In a development that could have been ripped from the pages of an international espionage thriller, Bo Xilai, once one of China’s most powerful leaders, was stripped of his position near the top of the ruling Communist Party and his wife was arrested as a suspect in the murder of a British businessman.
Chinese state media announced late Tuesday that Mr. Bo was suspended from the party’s 25-member Politburo because of suspected “serious discipline violations.” The Xinhua News Agency said Mr. Bo’s wife, Gu Kailai, had been “transferred to judicial authorities” investigating the “international homicide” of Neil Heywood, a British businessman who died in China in November.
The former party secretary of the Chinese mega-municipality of Chongqing and once China’s minister of commerce, Mr. Bo was a flamboyant and populist politician who had, until recently, been touted as likely to join the top echelons of China’s political ranks in the nine-member Standing Committee. He gained international prominence with his crackdown on corruption and organized crime in Chongqing and was wooed by Canadian business leaders and politicians betting on his rising influence within the Communist Party.
Prime Minister Stephen Harper visited Mr. Bo in Chongqing in February following in the footsteps of Montreal’s powerful Desmarais family and the Canada China Business Council which had cultivated a relationship with Mr. Bo for more than a decade. Former prime minister Jean Chrétien once called Mr. Bo an “old friend.”
Now the rising political star has been purged in China’s most high-profile political scandal in 20 years, an episode that has rocked the ruling regime and exposed usually furtive party infighting to domestic and international scrutiny.
“It is a shock to the system and damaging to the prestige of the Party. But it is not a fatal blow, they will recover,” said Gordon Houlden, director of the China Institute at the University of Alberta and a former Canadian diplomat who has met Mr. Bo.
The scandal comes at a particularly politically sensitive moment for China. Later this year, the country will undergo a once-in-a-decade transition of power as president Hu Jintao steps aside and the Standing Committee is reshaped with new members. Mr. Bo, known for promoting Mao-era songs and slogans in Chongqing, had openly campaigned for a spot on the Standing Committee. At the same time, he often highlighted the growing wealth gap between rich and poor in China and criticized government policies including the gradual move toward a more market-based economy promoted by President Hu and Premier Wen Jiabao.

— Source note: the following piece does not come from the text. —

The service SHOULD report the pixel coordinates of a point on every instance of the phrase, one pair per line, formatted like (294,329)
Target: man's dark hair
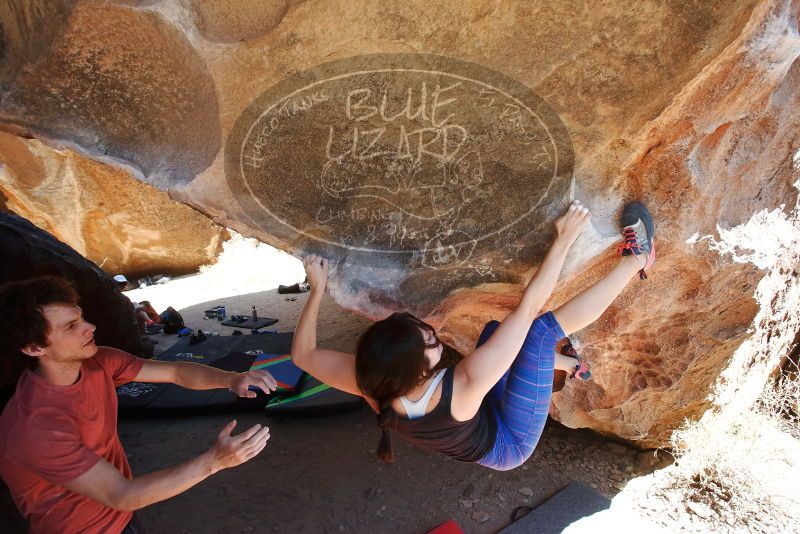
(21,318)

“I don’t think it puts into jeopardy the fundamental transition that is going to happen later this year. [Mr. Bo]was not quite at the apex, he was one tier down, so it is manageable. But it is still a great embarrassment and they’ll want to put it behind them as quickly as possible. Yet they won’t be able to because of the size of his reputation and the seriousness of the charges against his wife,” Mr. Houlden said.
Mr. Bo was removed from his post as Chongqing party boss in March. That followed a bizarre incident in February when Wang Lijun, the top police official in Chongqing and Mr. Bo’s right-hand man, sought refuge at the American consulate in Chengdu.
During his stay, Mr. Wang reportedly told American officials that Mr. Heywood, whose death had previously been ruled a result of alcohol poisoning, had been murdered. Xinhua, the Chinese state news agency, reported that Mr. Heywood had been on “good terms” with Mr. Bo’s wife and his son until there was a “financial dispute.”
Xinhua said Tuesday that Ms. Gu and an “orderly” at the Bo's home named Zhang Xiaojun are now “highly suspected” in the murder case.
The downfall of Mr. Bo is sure to heighten the focus on the dominant group in China’s rising political class known as “princelings” whose fathers were also Party officials. Mr. Bo’s father, Bo Yibo, was a key figure in the 1949 Communist Revolution.
“The princelings are under greater scrutiny now,” said Pitman Potter, a law professor at the University of British Columbia and a senior fellow at the Asia Pacific Foundation of Canada. “That challenges a whole host of political leadership, legitimacy and structural issues in terms of the historical and political culture of the leadership in China. That’s going to make for some unsettling conversations.”
Prof. Potter said the Bo scandal is also likely to intensify the debate in China between the need for more market-based economic policy and reforms aimed at improving the greater public good and creating a more equitable distribution of wealth.